When NASA launched Juno in August 2011, the plan was a focused, finite campaign: arrive at Jupiter in 2016, spend a year peering beneath its clouds, and then dive to a fiery end in the planet's atmosphere. Nearly fifteen years after launch, the spacecraft is still flying — and still returning results that force textbooks to be rewritten. In May 2026 it captured the small inner moon Thebe during a close pass, one more encounter in a mission that long ago outgrew its original mandate.
A second life among the moons
After completing its primary mission, Juno's trajectory was reshaped by gravitational encounters with the Galilean moons, dropping it into roughly 33-day orbits and steering it past Jupiter's major satellites one by one: a close flyby of Ganymede in 2021, Europa in 2022, and Io in late 2023 and early 2024 — the latter the closest approach to that volcanic moon in two decades, revealing fresh lava fields in regions not imaged since the Galileo and New Horizons flybys. The Thebe pass extends that tour to one of Jupiter's smaller, less-studied inner moons. On its closest approaches to the planet itself, Juno skims roughly 3,500 kilometres above the cloud tops, threading between Jupiter's punishing radiation belts on a pole-to-pole path.
What Juno has overturned
The discoveries have been fundamental. Juno's microwave radiometer showed that Jupiter's banded atmosphere is not a thin veneer but extends some 3,000 kilometres down. Its gravity measurements revealed a core that is far larger than expected and, strangely, partially dissolved — with no sharp boundary between the core and the metallic hydrogen swirling around it, upending the textbook picture of a neat rocky centre. The magnetic field proved far more intense and irregular than predicted, in places more than 30 times stronger than Earth's. At the poles, Juno found clusters of giant cyclones — eight surrounding a central vortex at the north pole, each more than 2,500 miles across — and lightning that drives "mushballs," softball-sized hailstones of ammonia and water. It even resolved a long-standing puzzle from the 1995 Galileo probe's surprisingly dry descent, showing that water is far more abundant near Jupiter's equator than the single probe happened to sample.
The slow goodbye
Juno's extended mission was authorised to continue its investigation of the giant planet and its moons, with the spacecraft ultimately destined to be drawn into Jupiter's atmosphere and consumed — a controlled end that ensures it cannot one day contaminate a potentially habitable moon like Europa. Until then, every orbit is a bonus, and every flyby like Thebe's adds another data point to a portrait of Jupiter that Juno has, more than any mission before it, redrawn from the inside out.

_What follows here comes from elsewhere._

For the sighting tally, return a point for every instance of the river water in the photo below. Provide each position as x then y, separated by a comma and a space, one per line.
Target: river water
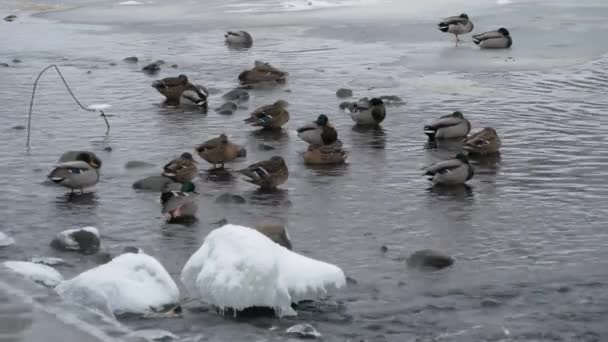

Storms with roots, and a shrinking spot
Some of Juno's most vivid findings concern Jupiter's weather. The Great Red Spot, the planet's signature storm, turns out to have roots extending roughly 200 miles deep — and it is slowly shrinking, from about twice Earth's width in 1979 to around 1.3 times today. At the poles, the spacecraft's instruments revealed auroras of astonishing energy, with electrons accelerated to hundreds of thousands of electron volts, far beyond anything seen at Earth, and an invisible magnetic feature nicknamed the "Blue Spot" drifting slowly eastward. Together these observations have turned Jupiter from a flat picture of colourful bands into a deep, dynamic, three-dimensional world.
A blueprint for the missions that follow
Juno's legacy is also methodological. Its radiation vault — a titanium enclosure shielding the electronics from Jupiter's ferocious particle environment — proved a design that later missions, including the Europa Clipper now en route to the same system, have adopted. By mapping where the radiation is most intense and how the magnetosphere behaves, Juno effectively scouted the hazards for everything that comes after it. When future spacecraft thread Jupiter's belts to study its ocean moons, they will be navigating an environment Juno was the first to chart in detail.